Sobieski (que de joven había sido mosquetero del rey de Francia y rehén del Kan de Crimea: son cosas que marcan) ya había echado mano de esos jinetes de élite en su procelosa trayectoria hasta sentarse en el trono de Polonia. Seguro que a Juan Pablo II lo de Sobieski y sus húsares le pirraba, a Francisco, digo yo, le irán más los gauchos. A mí la husaria, terror de otomanos, tártaros, cosacos zaporogos, rusos, brandenburgueses y suecos, me ha fascinado siempre. Encontrármelos en el Vaticano me provocó la natural conmoción, porque nunca había pensado en la connotación celestial de esa letal caballería que penetraba como un cuchillo en las hordas infieles entre el batir de las plumas que llevaban a la espalda, colocadas en armazones a imitación de alas. Esa emplumada y legendaria decoración que los hizo famosos tenía, según algunos, la función de provocar un ruido atemorizador, un masivo y estremecedor flap-flap, al cargar los húsares como centenares de enormes y acorazadas aves de presa, pero también servía —como me explicó una vez el maestro polaco Pawel Rouba— para impedir que los tártaros pudieran atraparlos y derribarlos con sus lazos en los combates en las estepas.
“¿Un atentado de los Iluminati?”, pregunté emocionado. “No, ma quasi, stanno girando il nuovo film da James Bond, 007”.
Paseé por las calles del Vaticano con el clamor de los húsares alados en la cabeza. Así que era eso lo que pugnaba por brotar en la tensa atmósfera romana. ¡Ángeles polacos de verdad con armadura y lanza! Y entonces, al pasar frente al escaparate de la librería San Paolo, entre novedades del papa Francisco y saldos de Ratzinger, vi otra vez a los húsares con alas. Era la carátula del DVD de Undici settembre 1683, la película de 2012 de Renzo Martinelli sobre la batalla que liberó Viena del asedio turco, y que sucedió precisamente un 11-S. Sobre una luna menguante se sobrepone el perfil de un húsar alado polaco. Compré la cinta y corrí a verla al hotel. No es una gran película (un critico la calificó de “polpettone barboso”, “latazo indigerible”) pese al guión del amigo Valerio Manfredi (un saludo desde aquí, Valerio) y la esforzada in terpretación de F. Murray Abraham como el padre capuchino Marco d'Aviano, un personaje histórico —confesor, consejero espiritual/temporal y éminence grise del emperador Leopoldo de Habsburgo— que fue decisivo para aglutionar la coalición militar cristiana, la Liga Santa, que salvó Viena, y al que beatificó Juan Pablo II en 2003 (todo lo cual explica la presencia de la bélica cinta en el escaparate de la librería oficial vaticana).

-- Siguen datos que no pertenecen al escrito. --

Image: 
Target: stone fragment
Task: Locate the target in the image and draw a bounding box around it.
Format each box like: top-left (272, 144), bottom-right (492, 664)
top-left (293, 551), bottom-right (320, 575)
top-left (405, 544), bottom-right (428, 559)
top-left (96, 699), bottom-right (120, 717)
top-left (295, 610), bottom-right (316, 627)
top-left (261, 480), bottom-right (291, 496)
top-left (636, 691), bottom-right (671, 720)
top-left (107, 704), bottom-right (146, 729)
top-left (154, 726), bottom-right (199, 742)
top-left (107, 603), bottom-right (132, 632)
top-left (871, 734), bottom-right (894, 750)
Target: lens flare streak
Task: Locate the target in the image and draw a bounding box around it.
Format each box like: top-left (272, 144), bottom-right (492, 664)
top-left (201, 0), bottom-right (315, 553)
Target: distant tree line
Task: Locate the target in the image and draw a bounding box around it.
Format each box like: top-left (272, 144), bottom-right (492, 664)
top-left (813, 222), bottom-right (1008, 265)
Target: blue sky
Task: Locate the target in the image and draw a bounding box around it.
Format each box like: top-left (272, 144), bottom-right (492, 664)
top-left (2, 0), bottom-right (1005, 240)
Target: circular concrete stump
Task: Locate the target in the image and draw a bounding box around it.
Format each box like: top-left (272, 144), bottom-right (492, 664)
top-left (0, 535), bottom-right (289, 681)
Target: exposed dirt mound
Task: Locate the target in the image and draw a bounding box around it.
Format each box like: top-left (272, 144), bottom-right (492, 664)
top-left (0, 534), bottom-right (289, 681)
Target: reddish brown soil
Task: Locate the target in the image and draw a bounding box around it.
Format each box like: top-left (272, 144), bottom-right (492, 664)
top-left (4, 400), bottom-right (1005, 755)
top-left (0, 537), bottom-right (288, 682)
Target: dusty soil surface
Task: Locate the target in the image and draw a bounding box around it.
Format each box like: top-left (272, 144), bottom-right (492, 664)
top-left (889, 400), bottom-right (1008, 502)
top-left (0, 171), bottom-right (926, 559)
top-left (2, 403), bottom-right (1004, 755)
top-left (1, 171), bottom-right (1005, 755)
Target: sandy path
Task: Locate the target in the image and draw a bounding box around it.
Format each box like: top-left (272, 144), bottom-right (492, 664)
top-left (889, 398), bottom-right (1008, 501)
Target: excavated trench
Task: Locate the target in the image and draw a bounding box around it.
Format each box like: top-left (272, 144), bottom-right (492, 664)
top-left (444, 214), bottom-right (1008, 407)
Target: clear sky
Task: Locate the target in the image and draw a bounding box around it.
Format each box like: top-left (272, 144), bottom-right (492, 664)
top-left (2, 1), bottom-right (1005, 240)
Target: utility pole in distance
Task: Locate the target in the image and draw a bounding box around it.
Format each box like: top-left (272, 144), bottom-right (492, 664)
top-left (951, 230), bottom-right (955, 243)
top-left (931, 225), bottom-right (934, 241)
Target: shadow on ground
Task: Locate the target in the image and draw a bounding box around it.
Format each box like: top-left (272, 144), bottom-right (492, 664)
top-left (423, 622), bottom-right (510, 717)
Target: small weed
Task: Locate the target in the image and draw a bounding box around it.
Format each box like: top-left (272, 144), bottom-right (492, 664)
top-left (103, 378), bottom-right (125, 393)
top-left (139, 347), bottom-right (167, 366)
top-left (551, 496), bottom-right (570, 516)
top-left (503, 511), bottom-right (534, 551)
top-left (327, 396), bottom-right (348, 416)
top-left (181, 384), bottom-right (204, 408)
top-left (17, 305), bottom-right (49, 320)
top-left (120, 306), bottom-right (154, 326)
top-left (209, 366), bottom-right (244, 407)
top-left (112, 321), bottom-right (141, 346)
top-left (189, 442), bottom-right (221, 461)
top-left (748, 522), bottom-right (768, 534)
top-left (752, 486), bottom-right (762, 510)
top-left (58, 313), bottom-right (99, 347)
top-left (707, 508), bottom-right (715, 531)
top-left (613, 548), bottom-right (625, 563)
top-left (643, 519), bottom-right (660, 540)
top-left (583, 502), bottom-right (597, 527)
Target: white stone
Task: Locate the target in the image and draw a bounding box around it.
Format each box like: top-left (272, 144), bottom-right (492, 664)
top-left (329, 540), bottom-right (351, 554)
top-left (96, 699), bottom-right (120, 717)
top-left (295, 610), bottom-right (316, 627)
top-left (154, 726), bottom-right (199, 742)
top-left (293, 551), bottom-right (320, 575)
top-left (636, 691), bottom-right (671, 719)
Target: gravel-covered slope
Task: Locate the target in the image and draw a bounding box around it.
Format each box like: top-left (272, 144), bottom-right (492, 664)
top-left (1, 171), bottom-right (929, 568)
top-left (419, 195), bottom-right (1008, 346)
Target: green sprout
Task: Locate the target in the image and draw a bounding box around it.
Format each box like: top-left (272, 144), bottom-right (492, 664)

La verdad, las escenas de la carga de los húsares alados bajo el mando directo de Sobieski (encarnado por el director Jerzy Skolimowski), que desbarataron a los turcos (léase The enemy at the gate, de Andrew Wheatcroft, Londres, 2008), me emocionaron muchísimo: fue como ver en movimiento el gran lienzo de las estancias vaticanas. Me volví a pasar la carga una y otra vez, extasiándome con el flamear de las plumas, el brillo de las corazas, la dramática horizontalidad de las pesadas lanzas, la flamígera épica del asunto. Fueron esas legiones angelicales las que, precipitándose desde el monte Kahlenberg, salvaron a la cristiandad (“si cae Viena cae Roma”) y en última instancia impidieron que los espahís del Gran Visir Kara Mustafá pasearan el estandarte verde del Profeta por todo Europa y abrevaran sus monturas en San Pedro como habían prometido hacerlo al sultán.
Regresé al puente de los ángeles para ver morir la tarde como una pavesa arrojada al Tíber mientras en el cielo sobre las cabezas de piedra de las celestiales criaturas las nubes dibujaban el esbozo feroz de cientos de fantasmagóricos jinetes.